2 Responses to Is Obama the Next FDR? Let’s Hope Not!

  1. Student says:

    I agree that FDR would not be a desirable choice for Obama to be modeling. The current economic climate is absolutely comparable to the Great Depression, and when focusing on the toxic CDS trends that have depleted all of the once prestigious financial institutions, possibly even worse. For those who make the argument that FDR is responsible for the end of the depression, an Economics101 course should explain how the business cycle is cyclical in a free market.

    War always stimulates an economy– when there was still a draft it completely opened up the job market and virtually eliminated unemployment, war sparks the production of steal, iron other resources necessary for wartime, and in some instances allows our country to acquire additional resources from other regions.

    Obama’s bill seems counter intuitive for many reasons. In the bill he has made few, if any, concessions to the Republican party regarding the economy in order to stimulate bipartisan cooperation– and now Republicans are being portrayed as stubborn. The Fed Reserve is already printing and pumping entirely too much money into a mutilated market, which is why we find ourselves in a deflationary enviroment– soon to be inflationary– then worst of all, possibly followed by hyperinflation (equities up, dollar decimated in value).

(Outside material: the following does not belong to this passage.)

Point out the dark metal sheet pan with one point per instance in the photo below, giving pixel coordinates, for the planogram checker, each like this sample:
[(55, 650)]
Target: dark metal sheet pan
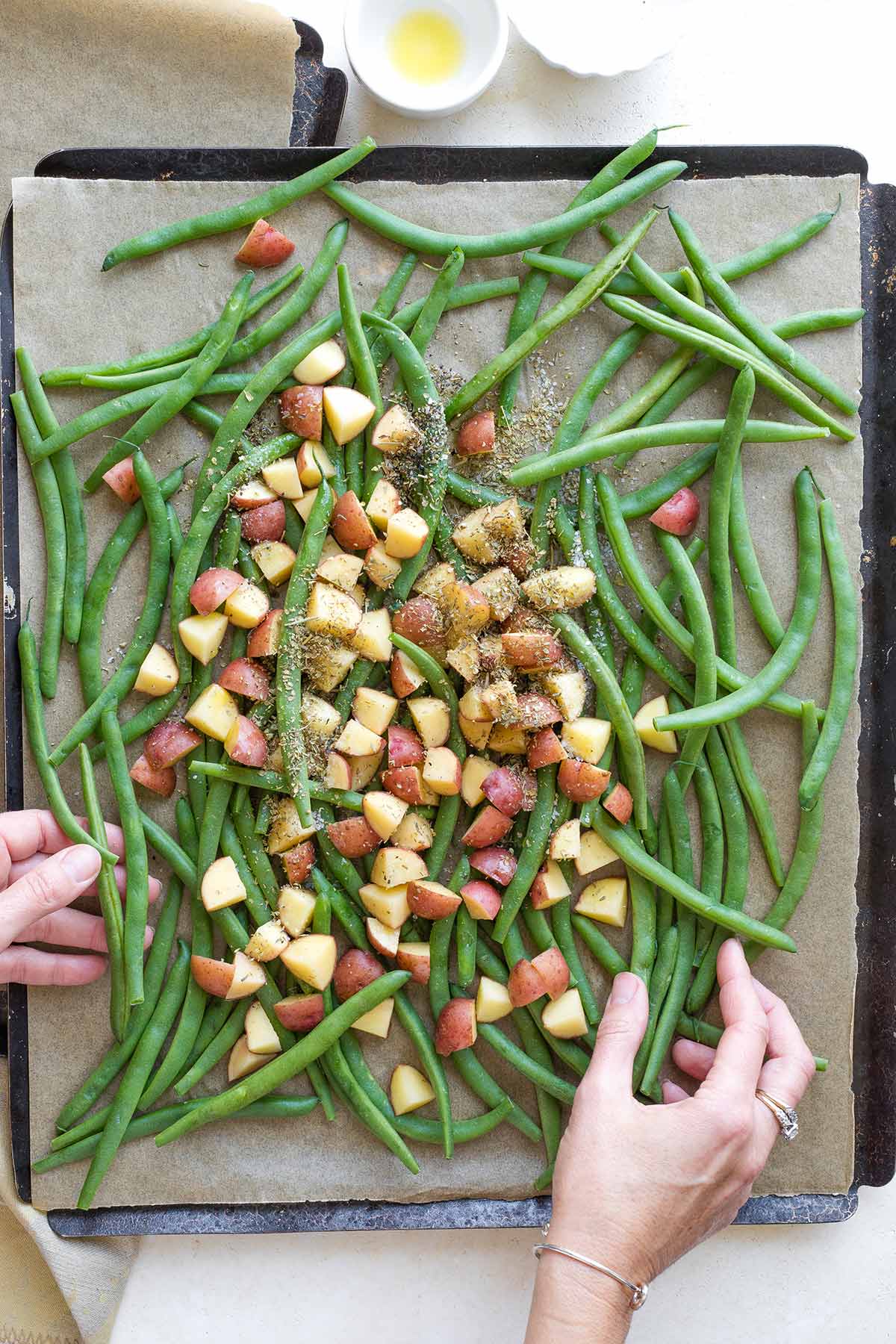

    Lastly, his health care plan will only most likely hurt the unemployment rate. He is mandating all businesses to provide health care, even smaller employers who previously weren’t required. Regardless of an individual’s state of health the upper class will receive less coverage, the middle class will most likely receive the same or a small incremental change, and the lowest will most likely be fully covered. Having to provide health care will function as a tax on smaller businesses/employers and lead to further job cuts or lower income. Additionally, he is pushing for the federal government to control/run this sector–there is typically less efficiency whenever there is big government.

    I would love to hear anyone’s thoughts…

    Here is a link of how many economists have come out since January against Obama’s stimulus bill:

    http://www.cato.org/special/stimulus09/cato_stimulus.pdf

  2. Liz Kofman says:

    “Nor is Obama going to change our expectations regarding the need for the national government to protect the social welfare net. That expectation is ingrained in our public consciousness, thanks to FDR.”

    I (respectfully) disagree. There is hardly anything ingrained about a social welfare net in the U.S. Social security is not “sacrosanct” — Bush tried to privatize it! Sure, that didn’t go anywhere (given the financial crisis, what a disaster that would have been!), but he tried. Decades later, collective bargaining rights for unions are still mighty hard to come by (see the Employer Free Choice Act debate). Other signs the social safety net lets too many fall through abound. The U.S. is one of only four countries in the world that doesn’t provide paid parental leave (the other three are Liberia, Papua New Guinea, and Swaziland). Out of the top 20 economies, we’re the only one that doesn’t provide guaranteed sick leave or paid vacation. And health care? For people to be uninsured or go bankrupt because of medical bills is unheard of in other advanced industrialized democracies.

    The social welfare net in the U.S. leaves much to be desired. If Obama’s channeling FDR is meant to indicate that there’s a chance he’ll improve it, I’m all for the comparison.